Planning is a critical step in any undertaking. We want the problem to be understood as well as conditions allow, and to uncover as many assumptions as early as possible. Why do estimates often fail us for engineering projects, particularly software development? They fail because software engineering is a design activity, not a manufacturing one. There is a common sense understanding of the difference between plans and planning:

A good plan, violently executed now, is better than a perfect plan next week. - Patton
In preparing for battle I have always found that plans are useless, but planning is indispensable. – Eisenhower

No battle plan survives contact with the enemy – Colin Powell

Did you notice the quotes above are from military men? Software teams are equally at war, but it is a mistake to think they are at war with customers, the operational staff, or executive management. They’re not. They (and the customers, operational staff and executive management) are together at war with uncertainty. Agile project planning is all about recognizing that uncertainty exists, minimizing that uncertainty as much as possible, and installing tools and processes that manage that uncertainty and risk within the framework of the business goals and objectives.

Doing it better

In environments that change very slowly, traditional project management methods focus on a full understanding of the product through careful analysis and planning. Before any significant investment is made, the uncertainty is therefore reduced to a level where risk can be comfortably managed.

However, when business and technical requirements change rapidly, often because the business is continually redefined, this full understanding is impossible to achieve. Planning is critical, yet we must be cautious about what we do with the results of our planning phase, and be careful not to fall into the trap of believing we can have perfect estimation and perfect scheduling at the beginning of a project. There will always be a lot of variability in project scope at the beginning of a project, and there will always be change throughout the life cycle of the product. Turing award winners Barry Boehm, Kristen Nygaard, Ole-Johan Dahl, and Peter Naur have all espoused and developed these agile development ideas. We ignore their research at our peril.

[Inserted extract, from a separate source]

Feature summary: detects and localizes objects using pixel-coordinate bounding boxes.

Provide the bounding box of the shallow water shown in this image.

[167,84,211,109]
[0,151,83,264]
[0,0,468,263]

Software is not a unique industry in having high uncertainty at the beginning; what other industries do is constantly reiterate and re-plan. They don’t make a big up-front plan and treat it as inviolate. Estimation is a tough but important problem, and we need to be thoughtful about doing it better, as long as we don’t confuse valuable planning with a rigid and brittle plan, or estimates with commitments.

Armour, Phillip. (2002). Ten Unmyths of Project Estimation. Communications of the ACM 45, no. 11155-18.

Brechner, Eric. (2008). Hard Code. Redmond: Microsoft Press.

Cohn, Mike. (2006). Agile Estimating and Planning. Upper Saddle River, NJ: Pearson Education, Inc.

PMI. (2004). A Guide to the Project Management Body of Knowledge, 3rd Ed. Newtown Square: Project Management Institute.

Standish Group International. (1994). The Chaos Report. The Standish Group.